Loyalist Township ultimately made the right decision Monday evening to keep the Jeptha Hawley House on its register of properties with cultural heritage significance.
Given the only restriction it places on a homeowner is the requirement to give 60 days notice of an impending demolition, it really should have been a no-brainer. One gets the sense, though, that had the new owners of the property not wanted the longest continuously occupied home in Ontario on that list, that councillors may have relented to those wishes. Then, the home may have been on the path to becoming another of those images pulled from dusty books or shared on the web, inviting people to “remember when” it was part of the local landscape. While historians and publications play a valuable role in documenting our past, photographs and stories always pale in comparison to a real, physical property.
To be fair, ownership of historic assets is not necessarily an easy endeavour, particularly when that property has been formally designated. Repairs cost more and considerable red tape awaits the homeowner. It’s not uncommon for insurance to be difficult to obtain and there will always be a sense that the community has a vested interest in any small thing an owner wants to do on his or her property.
There are definitely people who see the value in that proposition, but often they must have deep pockets and a sense of community involvement that trumps their individual interest.
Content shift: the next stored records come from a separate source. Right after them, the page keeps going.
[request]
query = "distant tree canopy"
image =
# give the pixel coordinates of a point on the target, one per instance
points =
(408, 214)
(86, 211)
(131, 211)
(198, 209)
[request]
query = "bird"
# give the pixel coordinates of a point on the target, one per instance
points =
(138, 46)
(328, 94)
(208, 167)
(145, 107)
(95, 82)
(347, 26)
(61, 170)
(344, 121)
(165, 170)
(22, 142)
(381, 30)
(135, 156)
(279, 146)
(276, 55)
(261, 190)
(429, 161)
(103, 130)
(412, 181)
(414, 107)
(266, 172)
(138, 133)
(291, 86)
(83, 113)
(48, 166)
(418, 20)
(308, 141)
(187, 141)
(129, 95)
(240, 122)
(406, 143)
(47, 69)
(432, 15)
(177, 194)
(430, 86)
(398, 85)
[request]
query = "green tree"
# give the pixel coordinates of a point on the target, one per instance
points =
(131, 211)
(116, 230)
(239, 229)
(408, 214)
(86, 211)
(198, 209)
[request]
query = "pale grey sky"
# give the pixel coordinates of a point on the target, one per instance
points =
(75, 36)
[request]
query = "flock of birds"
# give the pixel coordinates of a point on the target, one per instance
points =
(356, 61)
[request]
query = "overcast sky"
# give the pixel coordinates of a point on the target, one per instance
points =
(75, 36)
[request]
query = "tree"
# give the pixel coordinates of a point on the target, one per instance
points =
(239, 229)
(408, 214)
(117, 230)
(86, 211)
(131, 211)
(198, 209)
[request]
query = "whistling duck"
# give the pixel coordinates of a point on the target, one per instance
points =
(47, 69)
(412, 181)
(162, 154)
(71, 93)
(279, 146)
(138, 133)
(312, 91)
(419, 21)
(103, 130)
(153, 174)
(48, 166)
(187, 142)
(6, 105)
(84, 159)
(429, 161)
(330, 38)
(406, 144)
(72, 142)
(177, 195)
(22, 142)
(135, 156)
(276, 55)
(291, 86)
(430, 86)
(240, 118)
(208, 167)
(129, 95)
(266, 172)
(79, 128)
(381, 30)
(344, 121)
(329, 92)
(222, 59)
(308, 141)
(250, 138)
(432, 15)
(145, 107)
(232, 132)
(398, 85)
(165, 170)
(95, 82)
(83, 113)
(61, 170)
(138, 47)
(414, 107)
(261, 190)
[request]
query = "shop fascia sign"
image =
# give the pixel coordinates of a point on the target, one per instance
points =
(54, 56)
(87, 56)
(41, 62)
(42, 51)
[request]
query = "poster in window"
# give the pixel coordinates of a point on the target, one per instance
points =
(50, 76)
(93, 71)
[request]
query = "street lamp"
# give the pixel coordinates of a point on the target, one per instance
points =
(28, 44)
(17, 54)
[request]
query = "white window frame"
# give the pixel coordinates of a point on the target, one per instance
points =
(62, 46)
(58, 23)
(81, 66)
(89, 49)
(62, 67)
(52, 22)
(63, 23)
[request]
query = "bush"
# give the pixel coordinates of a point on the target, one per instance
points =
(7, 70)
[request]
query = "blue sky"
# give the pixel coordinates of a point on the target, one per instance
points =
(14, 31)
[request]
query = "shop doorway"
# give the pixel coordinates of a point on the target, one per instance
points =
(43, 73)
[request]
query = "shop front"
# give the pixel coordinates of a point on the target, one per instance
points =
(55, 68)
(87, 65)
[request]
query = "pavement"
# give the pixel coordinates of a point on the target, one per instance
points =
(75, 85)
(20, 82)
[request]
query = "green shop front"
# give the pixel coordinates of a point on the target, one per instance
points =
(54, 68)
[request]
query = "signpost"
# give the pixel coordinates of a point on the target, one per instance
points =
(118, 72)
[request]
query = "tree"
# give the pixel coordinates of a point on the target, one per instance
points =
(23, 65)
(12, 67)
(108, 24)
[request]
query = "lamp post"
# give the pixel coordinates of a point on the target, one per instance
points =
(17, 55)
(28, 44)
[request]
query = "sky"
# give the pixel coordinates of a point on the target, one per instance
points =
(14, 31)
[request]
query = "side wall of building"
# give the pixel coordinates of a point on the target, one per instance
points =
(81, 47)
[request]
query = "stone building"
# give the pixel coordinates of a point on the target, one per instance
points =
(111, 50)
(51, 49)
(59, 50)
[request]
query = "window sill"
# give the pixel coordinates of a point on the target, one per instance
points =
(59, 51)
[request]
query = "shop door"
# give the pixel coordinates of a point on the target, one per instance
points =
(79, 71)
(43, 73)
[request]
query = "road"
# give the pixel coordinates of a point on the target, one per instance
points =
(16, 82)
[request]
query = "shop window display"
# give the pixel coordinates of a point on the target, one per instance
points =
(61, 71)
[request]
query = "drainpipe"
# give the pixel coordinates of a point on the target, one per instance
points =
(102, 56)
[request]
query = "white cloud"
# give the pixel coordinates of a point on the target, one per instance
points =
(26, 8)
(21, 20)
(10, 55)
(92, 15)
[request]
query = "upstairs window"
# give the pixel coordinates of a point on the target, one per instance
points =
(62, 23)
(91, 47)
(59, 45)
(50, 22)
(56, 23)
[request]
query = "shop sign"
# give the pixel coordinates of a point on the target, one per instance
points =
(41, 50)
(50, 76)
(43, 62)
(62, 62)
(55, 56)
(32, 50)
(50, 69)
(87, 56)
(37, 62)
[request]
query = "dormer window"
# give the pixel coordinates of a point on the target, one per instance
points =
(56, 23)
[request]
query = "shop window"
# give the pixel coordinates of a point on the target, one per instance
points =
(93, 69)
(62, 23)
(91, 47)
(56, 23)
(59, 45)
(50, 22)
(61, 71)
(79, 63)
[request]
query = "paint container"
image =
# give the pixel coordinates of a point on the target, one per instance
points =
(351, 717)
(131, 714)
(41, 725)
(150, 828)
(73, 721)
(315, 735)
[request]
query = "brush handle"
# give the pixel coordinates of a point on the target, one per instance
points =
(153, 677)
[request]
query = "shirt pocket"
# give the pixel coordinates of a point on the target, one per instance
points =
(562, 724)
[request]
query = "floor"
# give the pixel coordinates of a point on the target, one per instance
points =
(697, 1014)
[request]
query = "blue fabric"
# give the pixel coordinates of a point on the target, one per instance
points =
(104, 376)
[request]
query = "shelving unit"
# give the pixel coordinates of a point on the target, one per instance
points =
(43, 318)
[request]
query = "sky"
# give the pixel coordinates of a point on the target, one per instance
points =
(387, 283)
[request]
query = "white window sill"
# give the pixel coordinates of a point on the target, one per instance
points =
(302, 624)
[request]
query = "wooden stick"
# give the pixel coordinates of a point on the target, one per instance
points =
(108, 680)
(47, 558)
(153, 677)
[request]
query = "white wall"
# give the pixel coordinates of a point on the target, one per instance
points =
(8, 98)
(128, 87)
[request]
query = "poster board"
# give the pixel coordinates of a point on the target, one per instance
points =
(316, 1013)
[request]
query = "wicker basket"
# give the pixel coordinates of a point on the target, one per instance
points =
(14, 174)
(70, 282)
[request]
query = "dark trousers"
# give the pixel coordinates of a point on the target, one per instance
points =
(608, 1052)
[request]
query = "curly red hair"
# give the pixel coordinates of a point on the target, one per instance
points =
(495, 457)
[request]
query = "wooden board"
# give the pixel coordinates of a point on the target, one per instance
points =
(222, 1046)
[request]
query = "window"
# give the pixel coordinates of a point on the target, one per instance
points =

In fortunate instances, those individuals do get their hands on heritage properties and their stewardship offers benefit for the community at large. After all, according to the Travel Activities and Motivations Survey in 2007, some 43.4 per cent of adult Canadians reported visiting a site associated with heritage on an out-of-town, overnight trip in a two-year period. Nearly half said that was the main purpose for their trip. It stands to reason, then, that Lennox and Addington County would be wise to market its unique ties to the United Empire Loyalists to potential visitors and investors.
Sometimes, these properties don’t fall into the hands of proper stewards and they fall into disrepair or destruction. Nearby Prince Edward County had an awakening in 2010 when an early Methodist Church on Picton’s Main Street prematurely met the wrecking ball. Other times, the public has been able to step forward and salvage sites, though it should be noted that volunteer groups and dollars are often spread thin and are facing an uphill battle to preserve the past.
Those who have recognized this region’s early built heritage are to be commended. Indeed, it is a worthy of celebrating the Allan Macpherson House has reached 50 years since its restoration as a museum and it will be an equally exciting time when the trustees of the Old Hay Bay Church complete a $300,000 drive for new siding, foundation work and other improvements. These buildings, like the Hawley House, offer a glimpse into the generations that built the communities we are today. They’re worthy of our support as once they’re gone, they will never be brought back.
It is hoped that through a concerted effort to educate on the value of history, and a thorough plan involving public and private interests to leverage that value that all concerned will see this benefit. Then, hopefully, there will be no more panic about the onerous rigours of conservation, but rather a collective effort to promote, to preserve, and to document these gems that define our region. May Hawley House and the other examples above serve as motivation to reach that end.